No longínquo dia de 27 de maio de 2011 assinava-se um acordo de princípio para a cedência do direito de superfície da Antiga Gare do Arco do Cego entre a Câmara Municipal de Lisboa e o Instituto Superior Técnico. Este protocolo foi assinado por António Costa, que liderava na altura os destinos do município, e por António Cruz Serra, certamente já sonhando com a fusão da Universidade Técnica. 10 anos depois, a 19 de outubro de 2021, foi lançada a primeira pedra deste novo espaço.

O projeto de reabilitação deste espaço, integralmente concebido por docentes do Técnico, foi originalmente anunciado a 6 de abril de 2015, no último ato público de Costa enquanto presidente da CML. Na altura conhecido como “IST Learning Center”, estimava-se que estivesse operacional até ao final de 2016. Após um “deslizar” dos prazos, já que o projeto teve que ser refeito numa altura em que já estava essencialmente finalizado, o IST preparava-se para lançar o concurso de empreitada até ao final de 2017. 

Lançado finalmente em 2018, nenhum empreiteiro concorreu ao projeto. Quando se tentou relançar o concurso, o eclodir da pandemia obrigou a mais um atraso na realização deste projeto. 

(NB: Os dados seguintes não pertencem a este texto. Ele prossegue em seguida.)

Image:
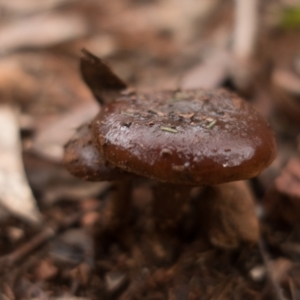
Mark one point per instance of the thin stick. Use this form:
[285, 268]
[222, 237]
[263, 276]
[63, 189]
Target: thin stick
[245, 29]
[48, 233]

Embora a história deste espaço seja avessa a prazos, a expetativa atual é que todo o edifício deverá ficar pronto na primeira metade de 2023. Este projeto representa um investimento de 12 milhões de euros: a Comissão de Coordenação e Desenvolvimento Regional de LVT contribui com 40% da verba, a Fidelidade, parceiro mecenas, com 15% do valor da obra, e o restante é conseguido através de um empréstimo bancário.

Albergará uma diversidade de espaços, como o átrio principal, com receção, espaço comercial e cafetaria. Um dos maiores atrativos será sem dúvida o Espaço 24 e respetivo lounge, um espaço de estudo informal de acesso 24h. Ainda haverá um espaço multiusos destinado a eventos e atividades culturais.

E como a beleza da vida está em partilhar, teremos como vizinhos o Posto de Socorro Avançado do Regimento Sapadores Bombeiros, independente e com acesso autónomo: algo que estava previsto no acordo de cedência do espaço do Arco do Cego devido às condições do Quartel na Avenida Defensores de Chaves.

Muitos têm vindo a questionar a utilidade desta obra e o peso do investimento que lhe está associado tendo em conta o estado de degradação de vários pavilhões do campus da Alameda. É difícil fazer um julgamento nesta fase daquilo que parece ser uma mistura de “Centro Cultural IST” e espaço modernizado de estudo em complemento ao campus Alameda, mas tendo em conta a natureza do projeto, tudo irá inevitavelmente depender da gestão que será feita posteriormente à construção do espaço. Parece-nos, no entanto, inegável que o espaço ocupado pelos escombros da antiga Gare do Arco do Cego apenas tem a ganhar com um projeto moderno para benefício da comunidade.